McConnell, who four years ago famously declared it his goal to make Barack Obama a one-term president, has come to epitomize what the left calls Republican obstructionism. In a November 2013 profile of the now 72-year-old Kentucky senator, Politico described him as both obstruction-minded and the Democrats’ “most productive negotiating partner” — a guy who managed to cut 11th-hour bargains to raise the debt ceiling, reopen the government and avoid default.
Speechwriters write, and write convincingly. That was McGuire’s job. But how important was it for him to agree with McConnell on policy and politics? Not very, he said, even though he does.
“Everybody has to answer this for themselves, but for me, this has been an easy job in large part because there’s nothing that Sen. McConnell is doing in the Senate that I disagree with,” he said. “I’ve never had to be in a position where he and I disagreed about a particular policy. He may want to emphasize certain issues more than I would, but I work for him and am happy to write about things he wants me to write about. It’s just a nice bonus that we happen to be in agreement about things.”
His favorite speech to write was one that made his boss the odd man out in Congress. Last fall, McConnell delivered one of McGuire’s speeches on the Senate floor about his opposition to a resolution that would have authorized U.S. military action against Syria. Syrian President Bashar al-Assad was suspected of having used chemical weapons against his own citizens, and three of the four party leaders in Congress agreed to support Obama’s call for military intervention.
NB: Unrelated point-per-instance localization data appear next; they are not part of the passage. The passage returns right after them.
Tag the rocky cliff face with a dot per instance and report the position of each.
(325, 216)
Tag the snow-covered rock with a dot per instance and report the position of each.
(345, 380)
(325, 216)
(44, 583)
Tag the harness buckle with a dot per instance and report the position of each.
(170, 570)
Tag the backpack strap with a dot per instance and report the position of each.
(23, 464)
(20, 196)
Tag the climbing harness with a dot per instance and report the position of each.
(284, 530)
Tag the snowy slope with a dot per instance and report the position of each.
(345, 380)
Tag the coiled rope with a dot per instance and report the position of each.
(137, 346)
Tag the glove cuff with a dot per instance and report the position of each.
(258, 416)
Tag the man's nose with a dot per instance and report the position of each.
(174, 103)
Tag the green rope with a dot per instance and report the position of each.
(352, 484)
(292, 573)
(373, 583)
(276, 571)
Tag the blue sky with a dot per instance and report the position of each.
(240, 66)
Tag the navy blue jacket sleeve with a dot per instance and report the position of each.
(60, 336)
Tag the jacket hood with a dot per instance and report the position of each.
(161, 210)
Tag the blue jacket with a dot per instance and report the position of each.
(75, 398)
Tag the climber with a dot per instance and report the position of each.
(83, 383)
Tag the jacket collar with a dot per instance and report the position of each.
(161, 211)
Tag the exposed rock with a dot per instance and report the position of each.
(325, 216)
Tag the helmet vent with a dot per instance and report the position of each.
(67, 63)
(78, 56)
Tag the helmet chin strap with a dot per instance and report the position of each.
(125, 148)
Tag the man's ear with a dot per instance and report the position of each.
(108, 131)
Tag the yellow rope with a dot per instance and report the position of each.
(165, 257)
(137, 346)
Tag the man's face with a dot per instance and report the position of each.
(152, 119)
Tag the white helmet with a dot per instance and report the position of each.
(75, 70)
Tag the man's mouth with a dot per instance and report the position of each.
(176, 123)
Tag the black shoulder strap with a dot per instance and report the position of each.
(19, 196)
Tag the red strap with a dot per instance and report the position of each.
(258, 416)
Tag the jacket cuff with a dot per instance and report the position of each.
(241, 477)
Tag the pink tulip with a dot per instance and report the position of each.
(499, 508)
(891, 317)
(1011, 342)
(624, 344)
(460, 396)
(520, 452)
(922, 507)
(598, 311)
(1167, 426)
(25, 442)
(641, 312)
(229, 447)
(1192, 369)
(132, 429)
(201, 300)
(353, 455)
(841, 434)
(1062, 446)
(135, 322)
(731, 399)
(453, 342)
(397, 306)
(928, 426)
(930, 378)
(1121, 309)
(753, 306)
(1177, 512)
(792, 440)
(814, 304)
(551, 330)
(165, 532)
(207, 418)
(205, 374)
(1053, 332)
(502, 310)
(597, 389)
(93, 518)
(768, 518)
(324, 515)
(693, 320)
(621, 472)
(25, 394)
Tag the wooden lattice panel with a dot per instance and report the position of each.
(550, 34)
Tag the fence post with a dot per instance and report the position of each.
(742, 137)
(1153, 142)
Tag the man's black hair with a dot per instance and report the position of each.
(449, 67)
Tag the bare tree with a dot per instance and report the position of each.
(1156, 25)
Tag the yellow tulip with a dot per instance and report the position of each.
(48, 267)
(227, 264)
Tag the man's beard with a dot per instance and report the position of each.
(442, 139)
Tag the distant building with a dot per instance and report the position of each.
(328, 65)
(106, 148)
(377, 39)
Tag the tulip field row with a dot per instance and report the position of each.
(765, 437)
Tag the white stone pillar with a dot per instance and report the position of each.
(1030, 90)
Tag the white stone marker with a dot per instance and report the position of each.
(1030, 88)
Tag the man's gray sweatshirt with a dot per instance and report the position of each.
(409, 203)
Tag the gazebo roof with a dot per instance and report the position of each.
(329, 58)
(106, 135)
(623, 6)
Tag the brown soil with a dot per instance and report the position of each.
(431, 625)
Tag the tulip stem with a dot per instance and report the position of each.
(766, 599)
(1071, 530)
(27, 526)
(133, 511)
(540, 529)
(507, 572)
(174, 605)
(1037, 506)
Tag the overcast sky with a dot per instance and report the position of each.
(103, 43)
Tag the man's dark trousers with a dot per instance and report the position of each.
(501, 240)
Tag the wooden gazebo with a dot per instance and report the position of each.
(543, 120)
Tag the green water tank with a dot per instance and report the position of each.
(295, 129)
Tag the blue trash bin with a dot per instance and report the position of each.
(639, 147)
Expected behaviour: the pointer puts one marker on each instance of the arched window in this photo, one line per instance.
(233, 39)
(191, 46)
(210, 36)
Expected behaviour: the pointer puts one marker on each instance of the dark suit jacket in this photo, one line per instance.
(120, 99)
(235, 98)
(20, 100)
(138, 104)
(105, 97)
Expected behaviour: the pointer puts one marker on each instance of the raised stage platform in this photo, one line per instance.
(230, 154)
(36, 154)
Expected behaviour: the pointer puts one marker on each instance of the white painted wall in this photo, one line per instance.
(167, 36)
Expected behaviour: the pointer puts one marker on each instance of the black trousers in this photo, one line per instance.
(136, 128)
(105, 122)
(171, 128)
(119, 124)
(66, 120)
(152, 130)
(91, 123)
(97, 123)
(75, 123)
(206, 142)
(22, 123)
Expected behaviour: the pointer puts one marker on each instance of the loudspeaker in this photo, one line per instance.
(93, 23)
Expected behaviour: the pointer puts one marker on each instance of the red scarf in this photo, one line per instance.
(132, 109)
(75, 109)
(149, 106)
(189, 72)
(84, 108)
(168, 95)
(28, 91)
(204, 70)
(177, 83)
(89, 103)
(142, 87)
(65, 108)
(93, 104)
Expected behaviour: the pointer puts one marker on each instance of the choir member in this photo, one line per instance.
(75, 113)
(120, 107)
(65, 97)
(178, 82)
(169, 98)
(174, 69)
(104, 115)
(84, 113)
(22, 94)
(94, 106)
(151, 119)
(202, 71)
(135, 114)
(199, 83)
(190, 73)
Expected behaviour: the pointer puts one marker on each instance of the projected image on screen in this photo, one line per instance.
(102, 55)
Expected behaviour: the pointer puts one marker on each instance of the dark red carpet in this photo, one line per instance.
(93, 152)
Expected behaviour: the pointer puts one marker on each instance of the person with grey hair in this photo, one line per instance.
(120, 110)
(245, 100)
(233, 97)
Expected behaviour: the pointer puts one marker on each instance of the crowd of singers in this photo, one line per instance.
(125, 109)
U.S. national security was not at risk, McConnell reasoned, and too many unanswered questions remained as to the country’s long-term strategy in Syria.
“Does Assad’s use of chemical weapons pose a threat to the national security interests of the United States? And the answer to that question is fairly obvious: Even the president himself says it doesn’t,” McConnell said on the Senate floor last September.
Syria was a challenging issue, McGuire said, and he needed to write a speech that would explain McConnell’s stance in a clear and compelling way.
“It was a very complicated situation,” he recalled, “and I think in the end we wrote a very thoughtful and serious, convincing speech.”
To reflect on his work doesn’t come naturally for McGuire.
“You rarely have time to sort of sit back and appreciate what you’ve done,” he said. “In eight years, this is the first time I’ve ever talked about myself with a reporter.”
Like most speechwriters, he toiled in intentional obscurity. As chief of staff, that obscurity is fading.
“It’s a professional honor to be asked to do this,” he said. “So I’m doing what it takes to make it work.”